Some reports have indicated that some vaccines given to kids have been made with products that could carry variant CJD or Mad Cow Disease. Is that true?
Those reports are true. There were some measles vaccines taken off the market in France because some of those vaccines were suspected to have been made with bovine products that are commonly used in vaccine preparations. Authorities, including the U.S. FDA, are scrutinizing how vaccines are made and how those products have been obtained, but the concerns about vaccines have lessened because of strict regulations about the use of bovine products.
Until recently, reported cases of Mad Cow Disease occured in other countries, including the UK. Do you recommend people traveling overseas take any precautions?
No. I was in the UK twice recently, and I have no concerns about eating beef; I love hamburgers. The incidence of Mad Cow Disease is certainly declining, as is the rate of new infections of variant CJD. This is undoubtedly due to the changes in feeding cattle meals made from other animal parts, including brain, that was the cause of the epidemic. There is no reason to believe that travel to any country would increase the risk of acquiring variant CJD.
Talk about the research you and others are involved with to develop a quick and inexpensive screening test for prion diseases in animals and humans.

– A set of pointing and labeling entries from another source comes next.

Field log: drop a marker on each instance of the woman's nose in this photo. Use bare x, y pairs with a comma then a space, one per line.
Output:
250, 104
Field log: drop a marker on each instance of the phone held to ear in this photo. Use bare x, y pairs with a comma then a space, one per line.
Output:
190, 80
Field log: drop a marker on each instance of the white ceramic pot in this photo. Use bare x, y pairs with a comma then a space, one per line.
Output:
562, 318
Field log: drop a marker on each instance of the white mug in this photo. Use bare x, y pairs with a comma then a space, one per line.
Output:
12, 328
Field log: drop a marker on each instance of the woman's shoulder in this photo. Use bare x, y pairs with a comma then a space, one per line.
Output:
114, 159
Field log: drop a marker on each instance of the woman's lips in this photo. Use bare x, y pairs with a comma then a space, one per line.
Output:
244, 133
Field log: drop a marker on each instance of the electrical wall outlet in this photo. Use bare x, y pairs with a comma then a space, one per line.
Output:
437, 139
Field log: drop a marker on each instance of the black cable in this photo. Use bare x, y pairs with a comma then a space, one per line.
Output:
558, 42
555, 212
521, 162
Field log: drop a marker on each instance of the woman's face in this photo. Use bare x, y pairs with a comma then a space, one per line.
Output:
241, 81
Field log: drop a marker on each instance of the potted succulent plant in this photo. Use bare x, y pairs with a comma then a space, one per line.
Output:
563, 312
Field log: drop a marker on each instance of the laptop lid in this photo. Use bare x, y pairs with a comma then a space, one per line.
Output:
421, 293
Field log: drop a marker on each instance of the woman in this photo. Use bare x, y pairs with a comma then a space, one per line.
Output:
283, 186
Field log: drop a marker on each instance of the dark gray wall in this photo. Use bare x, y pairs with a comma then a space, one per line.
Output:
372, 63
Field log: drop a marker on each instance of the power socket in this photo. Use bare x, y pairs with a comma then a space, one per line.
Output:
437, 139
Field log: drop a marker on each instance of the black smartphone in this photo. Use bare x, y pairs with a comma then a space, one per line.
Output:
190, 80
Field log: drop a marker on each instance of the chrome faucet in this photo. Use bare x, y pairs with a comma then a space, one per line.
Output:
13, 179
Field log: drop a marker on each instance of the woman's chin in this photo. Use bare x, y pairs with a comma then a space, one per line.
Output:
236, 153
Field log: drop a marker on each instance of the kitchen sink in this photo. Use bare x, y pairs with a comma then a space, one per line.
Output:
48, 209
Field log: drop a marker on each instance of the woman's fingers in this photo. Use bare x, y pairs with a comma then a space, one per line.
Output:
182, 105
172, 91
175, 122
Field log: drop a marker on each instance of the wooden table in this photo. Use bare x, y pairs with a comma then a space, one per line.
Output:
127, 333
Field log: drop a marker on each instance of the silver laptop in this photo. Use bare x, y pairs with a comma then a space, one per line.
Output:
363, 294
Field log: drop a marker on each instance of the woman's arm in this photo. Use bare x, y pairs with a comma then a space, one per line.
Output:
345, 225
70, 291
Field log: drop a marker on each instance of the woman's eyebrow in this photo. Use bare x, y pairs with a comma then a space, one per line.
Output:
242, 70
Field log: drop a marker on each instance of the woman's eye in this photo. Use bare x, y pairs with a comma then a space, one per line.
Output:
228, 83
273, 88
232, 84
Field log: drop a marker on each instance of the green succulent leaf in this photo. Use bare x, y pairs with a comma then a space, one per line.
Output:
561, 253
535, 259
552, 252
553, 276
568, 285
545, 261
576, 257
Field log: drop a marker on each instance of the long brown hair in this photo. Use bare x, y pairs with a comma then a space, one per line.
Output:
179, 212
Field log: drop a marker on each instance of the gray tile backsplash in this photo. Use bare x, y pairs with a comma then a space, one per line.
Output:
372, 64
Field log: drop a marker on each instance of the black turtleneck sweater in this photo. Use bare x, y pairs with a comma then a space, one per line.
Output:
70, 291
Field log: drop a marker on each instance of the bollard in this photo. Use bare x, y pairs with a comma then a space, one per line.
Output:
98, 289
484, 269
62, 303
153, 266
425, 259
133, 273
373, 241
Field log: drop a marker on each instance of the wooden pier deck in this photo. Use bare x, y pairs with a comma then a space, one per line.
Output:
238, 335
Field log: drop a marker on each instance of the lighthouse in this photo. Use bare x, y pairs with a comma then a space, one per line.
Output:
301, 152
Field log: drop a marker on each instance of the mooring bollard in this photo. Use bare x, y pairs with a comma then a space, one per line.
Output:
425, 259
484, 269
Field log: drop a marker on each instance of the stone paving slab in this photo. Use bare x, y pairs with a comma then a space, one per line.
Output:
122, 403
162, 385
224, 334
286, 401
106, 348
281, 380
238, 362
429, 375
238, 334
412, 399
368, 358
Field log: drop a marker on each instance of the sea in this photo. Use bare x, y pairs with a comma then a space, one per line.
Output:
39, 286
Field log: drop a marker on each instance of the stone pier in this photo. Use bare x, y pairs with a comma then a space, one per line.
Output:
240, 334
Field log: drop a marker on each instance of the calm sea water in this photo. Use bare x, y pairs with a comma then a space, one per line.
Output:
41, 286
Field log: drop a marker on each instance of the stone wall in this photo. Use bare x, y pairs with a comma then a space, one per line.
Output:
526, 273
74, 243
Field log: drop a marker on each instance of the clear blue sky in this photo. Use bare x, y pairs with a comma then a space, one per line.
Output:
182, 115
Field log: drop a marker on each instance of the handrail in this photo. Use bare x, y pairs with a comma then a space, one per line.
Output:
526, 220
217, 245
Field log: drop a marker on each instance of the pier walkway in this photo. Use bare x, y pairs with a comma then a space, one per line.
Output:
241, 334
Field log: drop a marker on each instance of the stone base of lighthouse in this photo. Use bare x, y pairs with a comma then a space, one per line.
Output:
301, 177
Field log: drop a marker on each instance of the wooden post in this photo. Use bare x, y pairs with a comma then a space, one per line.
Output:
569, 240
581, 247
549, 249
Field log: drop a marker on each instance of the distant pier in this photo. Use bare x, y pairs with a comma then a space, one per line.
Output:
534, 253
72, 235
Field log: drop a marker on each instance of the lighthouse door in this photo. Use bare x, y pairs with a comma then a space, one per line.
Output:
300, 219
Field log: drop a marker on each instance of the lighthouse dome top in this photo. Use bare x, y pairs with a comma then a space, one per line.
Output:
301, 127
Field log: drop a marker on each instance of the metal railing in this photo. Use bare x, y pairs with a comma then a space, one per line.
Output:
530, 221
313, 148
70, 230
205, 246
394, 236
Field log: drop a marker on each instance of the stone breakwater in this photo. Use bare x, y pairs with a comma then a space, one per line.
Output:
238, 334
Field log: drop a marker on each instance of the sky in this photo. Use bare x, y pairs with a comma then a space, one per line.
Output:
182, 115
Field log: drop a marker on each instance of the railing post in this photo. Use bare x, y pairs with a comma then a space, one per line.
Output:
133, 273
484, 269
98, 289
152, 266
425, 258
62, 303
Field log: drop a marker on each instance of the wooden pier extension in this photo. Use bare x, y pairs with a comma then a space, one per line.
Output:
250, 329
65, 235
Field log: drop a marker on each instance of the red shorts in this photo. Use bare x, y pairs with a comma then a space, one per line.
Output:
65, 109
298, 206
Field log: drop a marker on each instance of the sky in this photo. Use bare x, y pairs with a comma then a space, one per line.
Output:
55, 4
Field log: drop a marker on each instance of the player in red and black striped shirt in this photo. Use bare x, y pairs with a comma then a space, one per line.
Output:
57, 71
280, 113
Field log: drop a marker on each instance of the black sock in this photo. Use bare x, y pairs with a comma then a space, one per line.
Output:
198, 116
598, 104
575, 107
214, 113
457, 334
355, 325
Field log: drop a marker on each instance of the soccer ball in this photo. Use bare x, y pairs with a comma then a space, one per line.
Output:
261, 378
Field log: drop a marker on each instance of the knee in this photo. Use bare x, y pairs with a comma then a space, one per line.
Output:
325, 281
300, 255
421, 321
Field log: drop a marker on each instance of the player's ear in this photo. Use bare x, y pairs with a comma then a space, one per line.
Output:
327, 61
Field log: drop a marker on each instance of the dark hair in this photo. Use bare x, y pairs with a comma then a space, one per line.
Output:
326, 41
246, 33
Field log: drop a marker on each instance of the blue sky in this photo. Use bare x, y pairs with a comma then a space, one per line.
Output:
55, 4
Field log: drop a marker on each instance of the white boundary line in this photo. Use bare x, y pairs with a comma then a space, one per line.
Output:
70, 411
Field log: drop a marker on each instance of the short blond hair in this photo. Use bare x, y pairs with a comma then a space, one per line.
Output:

Our history with prion diagnostics began in 2000, with funding from a commercial source to develop a blood test for prion protein. Since then, we have continued our research under a grant from the Department of Defense, which is concerned about military who were stationed overseas during the BSE epidemic. We have made excellent progress over the past three years, and will be presenting our findings at the Cambridge Healthtech Institute's eighth annual Transmissible Spongiform Encephalopathies Conference in Washington, DC in February 2004.
Our project is to develop a blood-screening test for animals and humans to be able to detect prion disease before animals and humans come down with symptoms. Right now, to diagnose the disease, you must have a brain biopsy from an animal or human. So there's no current way before symptoms appear to diagnose the disease. The objective of our study is to develop a test that could screen populations of animals and humans, for example blood donors, to be sure that they are not incubating the disease.
It appears that the prion protein is present in blood because transmission has been shown to occur in sheep that have been transfused from infected sheep. However, currently available tests that can detect prion in brain (where it is in high levels) cannot detect prion in blood; the tests are just not sensitive enough. So, we've devised several techniques that can detect ultra-low levels of prion protein, such that probably occur in blood. Our method exploits a combination of two highly sensitive techniques to produce one that is able to detect protein levels several thousand fold to a million fold lower than current methods. The test costs only $7 to perform, and requires one full day, although we are working on decreasing the time to less than a few hours.
How big a breakthrough will such a screening test be?
The availability of such a "live" blood test will be enormous. If a test is effective in being able to detect Mad Cow Disease during the incubation period well enough in advance of symptoms, we have a much better chance of protecting both beef and the blood supply. Consider that in the United States alone we screen 15 million blood units a year, and there are 100 million head of cattle, so that's perhaps a billion-dollar business just in this country. And, ensuring that beef and blood are safe will save not only dollars, but decrease the concern of the public.
Any idea when such a test might be available?
We've made great progress, and are very encouraged by our results. I would say we are nearing the time when we should be speaking with a major manufacturer about taking our test to the next step in the pathway to commercialization.